Skip to content

Benchmarks workflow

The Benchmarks GitHub Actions workflow runs a reduced-size benchmark to sanity-check the Rust acceleration and, on demand, capture a Python-only baseline.

Triggers

  • Scheduled: 0 6 * * 1 (Mondays at 06:00 UTC). Runs the Rust backend sanity check only; the Python baseline job is not executed on scheduled runs.
  • Manual: workflow_dispatch, with a toggle to include the Python backend baseline.

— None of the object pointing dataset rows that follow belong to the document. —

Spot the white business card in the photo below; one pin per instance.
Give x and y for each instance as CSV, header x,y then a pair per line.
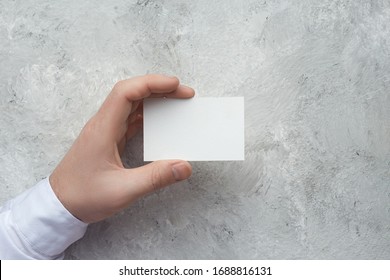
x,y
196,129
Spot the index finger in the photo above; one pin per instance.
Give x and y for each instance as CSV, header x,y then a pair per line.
x,y
119,103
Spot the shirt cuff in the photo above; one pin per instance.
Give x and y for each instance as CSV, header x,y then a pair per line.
x,y
41,225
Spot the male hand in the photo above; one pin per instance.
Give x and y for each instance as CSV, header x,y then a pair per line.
x,y
91,181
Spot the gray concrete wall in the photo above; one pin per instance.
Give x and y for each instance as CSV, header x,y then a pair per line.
x,y
316,79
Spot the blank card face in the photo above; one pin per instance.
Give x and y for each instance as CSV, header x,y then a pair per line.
x,y
196,129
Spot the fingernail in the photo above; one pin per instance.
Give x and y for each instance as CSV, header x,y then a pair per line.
x,y
180,171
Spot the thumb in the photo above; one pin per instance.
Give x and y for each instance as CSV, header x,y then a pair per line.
x,y
158,174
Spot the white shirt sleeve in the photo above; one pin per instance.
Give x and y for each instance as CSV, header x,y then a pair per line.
x,y
35,225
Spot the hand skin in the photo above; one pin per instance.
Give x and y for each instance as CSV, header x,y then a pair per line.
x,y
91,181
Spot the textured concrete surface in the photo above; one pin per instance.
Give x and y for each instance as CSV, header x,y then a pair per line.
x,y
316,79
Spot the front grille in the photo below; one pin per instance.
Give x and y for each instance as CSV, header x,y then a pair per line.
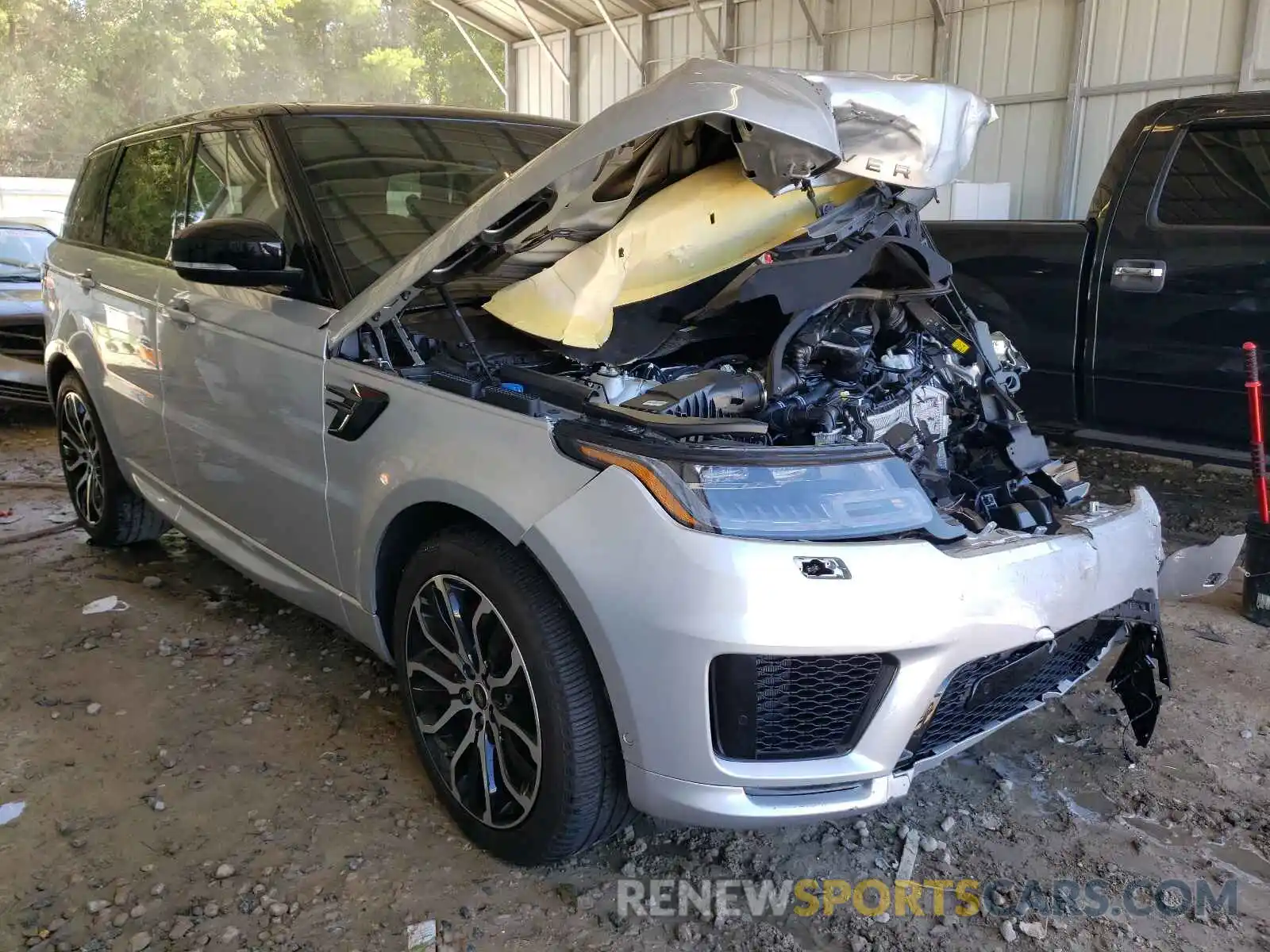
x,y
779,708
982,692
23,393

The Python-only baseline job runs only on these manual executions when the toggle is enabled.

What it runs

  • Sets up Python 3.13 and installs dependencies with uv.
  • Builds the Rust backend via make rust-build (Rust toolchain installed with dtolnay/rust-toolchain).
  • Executes:
    GSPPY_BACKEND=<rust|python> uv run python benchmarks/bench_support.py \
      --n_tx 5000 --tx_len 6 --vocab 200 --min_support 0.2 --warmup
    
    (Python-only job skips the Rust build.)

Artifacts

Each job uploads: - benchmark_<backend>.log: CLI output from bench_support.py. - benchmark_<backend>.json: Parsed metrics. Fields: - timestamp: UTC ISO string. - backend: rust or python. - n_tx, tx_len, vocab, min_support: benchmark parameters. - python_time_s: observed Python runtime (always present when parsing succeeds). - rust_time_s: observed Rust runtime (Rust job only, when available). - speedup_x: Python time divided by Rust time (Rust job when both timings exist). - improvement_pct: Percent improvement vs Python (Rust job when both timings exist).

How to interpret results

  • Prefer the JSON for automation; use the log for troubleshooting when parsing fails.
  • A higher speedup_x or improvement_pct means the Rust backend is faster relative to Python.
  • If the Rust backend is unavailable or fails, the log will include the Python-only timing; JSON may omit rust_time_s and derived fields.

Adding regression thresholds later

If you add regression detection in the future, consider: - Comparing rust_time_s against a saved baseline or an allowed max (e.g., < 2.0s for this trimmed workload). - Monitoring speedup_x to ensure Rust remains faster than Python (e.g., speedup_x >= 2.0). - Allowing configurable thresholds via workflow inputs so you can tighten/relax gates without code changes. - Failing fast when parsed metrics are missing to avoid silent regressions.

Benchmarks

Benchmark scripts in the benchmarks/ directory measure support-counting performance across backends.

Running benchmarks

Use the provided Makefile targets to run common benchmarks:

make bench-small
make bench-big

You can also run the Python benchmark script directly with custom parameters:

uv run --python .venv/bin/python --no-project \
  python benchmarks/bench_support.py --n_tx 1000000 --tx_len 8 --vocab 50000 --min_support 0.2 --warmup

Adjust parameters to match your hardware. Large benchmarks can be resource-intensive.